Unless you make all drugs legal (natural or manufactured) there will be little impact on drug arrests and career-making in the industry. Make anything illegal (that people want) and there is a criminal element that will rise up to provide it.

By: G.Scout on 8/31/12 at 10:36

Legalize it all. Problem solved. There will always be addicts whether its legal or illegal. At least we could take the criminal element out of it by legalizing it.

By: Ask01 on 9/1/12 at 6:14

I see I failed miserably in conveying my point. Let me try to be less obtuse so as not to confuse readers.

Are drugs dangerous? Even what I refered to as 'natural' drugs? Yes, in the same frame of reference that even legal substances such as tobacco and alcohol can be dangerous.

Perhaps we should ban these items and make them illegal also. The problem is, we tried a social experiment called prohibition to eradicate alcohol, which failed miserably, and helped fantastically enrich organized crime. Ban cigarettes, making them illegal, and the result would be total anarchy.

Rearding the 'bathtub gin' phrase, that was the best analogy available to characterize the process of making your own recreational mind altering substances. The general idea I believe is valid. Being cut off from the item desired, people will find other avenues, even home manufacturing, to fulfil the need.

Organized crime, as best I can find referenced, does not bother with moonshine on a significant scale. (Bootlegging, selling untaxed, commercially produce alcohol is different, as the substance in question is legally produced.)The reason is the risk/benefit assessment produces too little gain for too much risk.

Likewise, were government to produce, regulate, sell, and tax items such as marijuana and even cocaine, the availability of these products in a legal setting, probably at lower, more stable prices would make the allure of 'home made' recreational substances highly unattractive.

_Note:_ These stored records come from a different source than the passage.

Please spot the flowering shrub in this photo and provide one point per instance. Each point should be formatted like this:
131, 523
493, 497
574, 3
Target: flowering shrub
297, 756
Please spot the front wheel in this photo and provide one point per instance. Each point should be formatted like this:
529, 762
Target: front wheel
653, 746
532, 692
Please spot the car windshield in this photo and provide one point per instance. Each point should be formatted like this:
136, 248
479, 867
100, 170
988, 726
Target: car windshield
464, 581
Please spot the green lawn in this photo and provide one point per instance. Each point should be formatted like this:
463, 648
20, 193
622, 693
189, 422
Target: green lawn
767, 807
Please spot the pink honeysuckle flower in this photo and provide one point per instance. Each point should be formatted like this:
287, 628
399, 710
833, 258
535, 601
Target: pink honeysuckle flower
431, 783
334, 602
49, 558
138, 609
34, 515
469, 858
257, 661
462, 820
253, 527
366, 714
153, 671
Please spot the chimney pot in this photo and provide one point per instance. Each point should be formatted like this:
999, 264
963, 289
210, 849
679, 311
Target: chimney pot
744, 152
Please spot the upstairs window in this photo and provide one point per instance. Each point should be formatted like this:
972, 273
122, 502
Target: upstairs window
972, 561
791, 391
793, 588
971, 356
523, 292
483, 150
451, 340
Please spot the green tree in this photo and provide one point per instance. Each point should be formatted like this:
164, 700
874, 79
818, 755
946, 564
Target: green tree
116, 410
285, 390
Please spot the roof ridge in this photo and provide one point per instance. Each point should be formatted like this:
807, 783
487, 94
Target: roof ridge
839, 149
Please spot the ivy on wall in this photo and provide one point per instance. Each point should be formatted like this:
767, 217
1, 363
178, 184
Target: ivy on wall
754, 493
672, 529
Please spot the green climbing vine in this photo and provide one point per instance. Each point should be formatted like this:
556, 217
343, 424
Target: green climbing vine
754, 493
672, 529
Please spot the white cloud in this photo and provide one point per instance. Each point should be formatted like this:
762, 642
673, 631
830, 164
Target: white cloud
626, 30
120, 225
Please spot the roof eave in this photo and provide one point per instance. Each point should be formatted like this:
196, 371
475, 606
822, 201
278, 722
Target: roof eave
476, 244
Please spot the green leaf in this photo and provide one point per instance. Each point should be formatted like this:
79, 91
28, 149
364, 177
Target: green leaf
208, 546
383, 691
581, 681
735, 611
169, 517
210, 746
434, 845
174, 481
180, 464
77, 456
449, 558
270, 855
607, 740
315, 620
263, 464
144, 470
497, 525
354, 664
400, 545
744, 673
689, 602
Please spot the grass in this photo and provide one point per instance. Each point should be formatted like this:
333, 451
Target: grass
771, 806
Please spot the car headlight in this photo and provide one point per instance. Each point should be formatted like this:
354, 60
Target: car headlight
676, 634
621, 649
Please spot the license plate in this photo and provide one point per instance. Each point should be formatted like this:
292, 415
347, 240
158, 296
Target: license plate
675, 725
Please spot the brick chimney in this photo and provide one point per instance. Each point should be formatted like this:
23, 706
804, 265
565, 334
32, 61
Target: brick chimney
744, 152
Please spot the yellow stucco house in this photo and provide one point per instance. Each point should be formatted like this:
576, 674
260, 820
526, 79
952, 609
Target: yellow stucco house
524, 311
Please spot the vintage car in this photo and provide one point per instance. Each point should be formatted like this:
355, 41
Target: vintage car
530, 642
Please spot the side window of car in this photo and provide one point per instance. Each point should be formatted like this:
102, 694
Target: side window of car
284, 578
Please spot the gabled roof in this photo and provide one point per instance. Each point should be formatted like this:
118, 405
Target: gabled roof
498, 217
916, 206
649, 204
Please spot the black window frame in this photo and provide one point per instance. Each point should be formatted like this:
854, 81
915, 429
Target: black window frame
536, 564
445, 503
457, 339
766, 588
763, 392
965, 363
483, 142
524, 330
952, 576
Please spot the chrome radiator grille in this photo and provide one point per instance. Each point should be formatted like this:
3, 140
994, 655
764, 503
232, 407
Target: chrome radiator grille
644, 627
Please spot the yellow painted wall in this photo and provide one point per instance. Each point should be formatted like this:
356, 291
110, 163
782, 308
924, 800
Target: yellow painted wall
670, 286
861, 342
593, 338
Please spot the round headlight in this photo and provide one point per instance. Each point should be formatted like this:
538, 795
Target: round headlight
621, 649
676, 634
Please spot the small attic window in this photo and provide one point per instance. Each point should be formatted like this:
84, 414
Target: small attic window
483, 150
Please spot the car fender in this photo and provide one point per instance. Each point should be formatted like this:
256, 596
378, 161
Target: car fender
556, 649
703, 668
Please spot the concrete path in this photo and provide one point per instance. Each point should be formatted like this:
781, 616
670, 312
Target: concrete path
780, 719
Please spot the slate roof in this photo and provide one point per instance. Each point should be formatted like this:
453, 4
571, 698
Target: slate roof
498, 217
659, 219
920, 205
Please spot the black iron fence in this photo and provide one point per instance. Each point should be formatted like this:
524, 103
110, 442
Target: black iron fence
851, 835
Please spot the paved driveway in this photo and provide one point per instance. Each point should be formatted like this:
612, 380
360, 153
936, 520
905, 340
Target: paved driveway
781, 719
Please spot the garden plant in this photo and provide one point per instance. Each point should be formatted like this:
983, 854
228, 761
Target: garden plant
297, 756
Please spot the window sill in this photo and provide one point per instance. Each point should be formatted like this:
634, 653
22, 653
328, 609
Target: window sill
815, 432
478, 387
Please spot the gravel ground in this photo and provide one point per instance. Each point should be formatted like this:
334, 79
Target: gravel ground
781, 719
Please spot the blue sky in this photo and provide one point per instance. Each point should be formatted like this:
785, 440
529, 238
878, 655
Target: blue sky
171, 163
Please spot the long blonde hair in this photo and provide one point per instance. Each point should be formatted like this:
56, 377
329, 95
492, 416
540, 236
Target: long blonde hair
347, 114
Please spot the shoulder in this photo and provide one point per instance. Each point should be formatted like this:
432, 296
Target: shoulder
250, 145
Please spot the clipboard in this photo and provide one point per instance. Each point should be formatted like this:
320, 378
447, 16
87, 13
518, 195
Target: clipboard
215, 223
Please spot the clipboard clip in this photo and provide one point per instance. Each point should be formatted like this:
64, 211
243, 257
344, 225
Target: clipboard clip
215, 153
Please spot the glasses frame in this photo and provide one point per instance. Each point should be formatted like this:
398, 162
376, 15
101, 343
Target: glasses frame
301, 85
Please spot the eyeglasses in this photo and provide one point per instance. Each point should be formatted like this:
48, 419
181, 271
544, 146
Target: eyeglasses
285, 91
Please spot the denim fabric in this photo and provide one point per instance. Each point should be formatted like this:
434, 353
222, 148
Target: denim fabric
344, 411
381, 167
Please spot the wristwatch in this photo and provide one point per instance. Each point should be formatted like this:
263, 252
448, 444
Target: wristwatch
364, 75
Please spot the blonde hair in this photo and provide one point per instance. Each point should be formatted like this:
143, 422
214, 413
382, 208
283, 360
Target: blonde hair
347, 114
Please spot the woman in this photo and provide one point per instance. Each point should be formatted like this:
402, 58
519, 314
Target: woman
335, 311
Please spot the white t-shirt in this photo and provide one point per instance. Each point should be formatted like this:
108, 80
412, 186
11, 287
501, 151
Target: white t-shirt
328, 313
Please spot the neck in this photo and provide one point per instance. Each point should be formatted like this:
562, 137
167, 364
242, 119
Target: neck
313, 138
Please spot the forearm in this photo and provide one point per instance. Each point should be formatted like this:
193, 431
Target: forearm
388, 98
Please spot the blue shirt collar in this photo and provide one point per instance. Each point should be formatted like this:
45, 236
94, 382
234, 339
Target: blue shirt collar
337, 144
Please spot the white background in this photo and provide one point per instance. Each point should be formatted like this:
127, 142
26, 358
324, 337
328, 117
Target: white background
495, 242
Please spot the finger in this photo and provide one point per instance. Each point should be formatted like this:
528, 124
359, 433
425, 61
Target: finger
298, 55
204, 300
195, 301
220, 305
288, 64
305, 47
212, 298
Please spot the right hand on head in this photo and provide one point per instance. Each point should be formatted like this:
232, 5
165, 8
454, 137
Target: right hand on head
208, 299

The risk/benefit ratio would affect both seller and buyer, causing the 'street corner' vendor to seek other ways to make a buck, and the illicit buyer to opt for a legal outlet.

Meth is a danger not only to the user and manufacturer, but to the general public as the user can be totally unpredictable, perhaps violent, and the manufacturer operates a hazardous production facility, often in residential settings.

Once again, the costs of the war on drugs is mostly money tossed down a rat hole, when one considers the expense for law enforcement, including equipment, training and operations, not to mention incarceration costs of those arrested, including corrections officers, usually little more than hall monitors, as they do little correction or actual rehabilitation, the cost of building more prisons, and the cost of actual so called rehabilitation counsellors.

Consider how much has been spent on dug interdiction, then consider the amount of drugs actually interdicted versus those on the street. Somehow, I believe were this a business function, business would be firing those in charge, or shutting down the department as unprofitable.

My next rant will deal with other wastes of money in attempts to regulate and legislate morality, all aimed at upsetting the conservative, right wing, religious factions among us.